Les deux versions sur pianoforte d'époque ont été trop vite éliminées à mon humble avis. Des différences sensibles dans l'utilisation et l'exécution des ornements (trilles en particulier) me sont apparues mais le jury ne semble pas en avoir tenu compte.
Sujet: Re: Sonate n° 31 en la bémol majeur (HobXVI.46) Sturm und Drang Ven 13 Nov - 23:24
Attention il ne reste plus beaucoup de temps (dead line le 18 novembre) pour écouter La Tribune des Critiques de Disques consacrée à la sonate n° 31 en la bémol (HobXVI.46) de Joseph Haydn.
Emission très intéressante qui montre assez clairement les limites de l'exercice. L'audition de huit versions pose problème car il est difficile, à l'écoute des dernières versions, de mémoriser les premières en vue d'une comparaison équitable.

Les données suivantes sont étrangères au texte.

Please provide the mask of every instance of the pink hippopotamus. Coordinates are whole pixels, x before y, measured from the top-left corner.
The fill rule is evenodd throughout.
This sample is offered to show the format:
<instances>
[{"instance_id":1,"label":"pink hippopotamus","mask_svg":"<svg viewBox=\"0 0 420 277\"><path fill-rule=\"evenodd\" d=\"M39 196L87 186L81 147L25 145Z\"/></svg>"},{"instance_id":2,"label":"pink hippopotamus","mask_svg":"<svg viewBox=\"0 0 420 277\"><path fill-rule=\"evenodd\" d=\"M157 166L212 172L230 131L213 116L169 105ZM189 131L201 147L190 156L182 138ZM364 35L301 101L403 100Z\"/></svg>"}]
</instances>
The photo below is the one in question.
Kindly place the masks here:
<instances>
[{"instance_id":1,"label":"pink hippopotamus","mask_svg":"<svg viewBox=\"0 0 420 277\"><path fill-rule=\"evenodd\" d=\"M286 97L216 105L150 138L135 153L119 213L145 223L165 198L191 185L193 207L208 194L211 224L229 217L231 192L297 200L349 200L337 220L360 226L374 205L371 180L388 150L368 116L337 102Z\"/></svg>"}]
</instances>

De plus il y a de tels changements de tempo(1) entre versions qu'il me semble parfois écouter des oeuvres différentes. Pourtant les indications de tempo de Haydn sont précises, Allegro moderato pour le premier mouvement, Adagio pour le second, Presto pour le dernier. A mon humble avis, jouer le sublime deuxième mouvement avec un tempo Largo (le plus lent en musique classique) est une erreur et une telle version devrait être disqualifiée. Or c'est justement cette version qui figure parmi les mieux classées.
Sujet: Re: Sonate n° 31 en la bémol majeur (HobXVI.46) Sturm und Drang Lun 30 Oct - 18:54
Dans la continuité de mon commentaire précédent proposant une interprétation d'Haydn au clavecin je fais me faire ici le chantre du clavicorde.
Instrument intime et très personnel (tout au plus adapté à un petit salon) le clavicorde a toujours eu un certain succès auprès des compositeurs (Bach, Mozart par exemple) du fait de son incroyable expressivité (c'est un instrument qui permet sans doute un jeu beaucoup plus nuancé que les tous premiers pianofortes). Sans doute dans son rejet des premiers pianofortes Bach pensait-il que l'instrument n'apportait rien que d'un côté le clavecin et de l'autre le clavicorde ne pouvait faire mieux. Le timbre atypique du clavicorde, sans véritable équivalent, apporte peut être une sorte de mélancolie à la musique. De surcroît le clavicorde a en commun avec le pianoforte viennois que la violence est retranscrit par un son très différent du jeu doux (beaucoup plus métallique et crispant) ce qui est adapté à une époque où les nuances, de mon point de vu, doivent être assez nettes, presque exacerbées (cela ne dérange nullement car les instruments sont par nature très délicats). L'instrument utilisé ici, avec une prise sonore d'une excellente qualité, a un timbre exceptionnel de mon point de vu.
À titre personnel après avoir écouté plusieurs interprétations de cet homme qui dispose d'une chaîne Youtube passionnante (AuthenticSound, y sont abordées aussi des question d'interprétation, d'enregistrements, de tempo, de musicologie, c'est un travail sérieux d'une immense qualité) je suis de plus en plus fan du clavicorde et, entre autre, je donne un grand oui aux interprétations d'Haydn sur ce genre d'instrument. On pense spontanément à changer d'interprète quand on écoute une sonate, rarement envisage-t-on de changer d'instruments. Disons que cela change de l'ordinaire.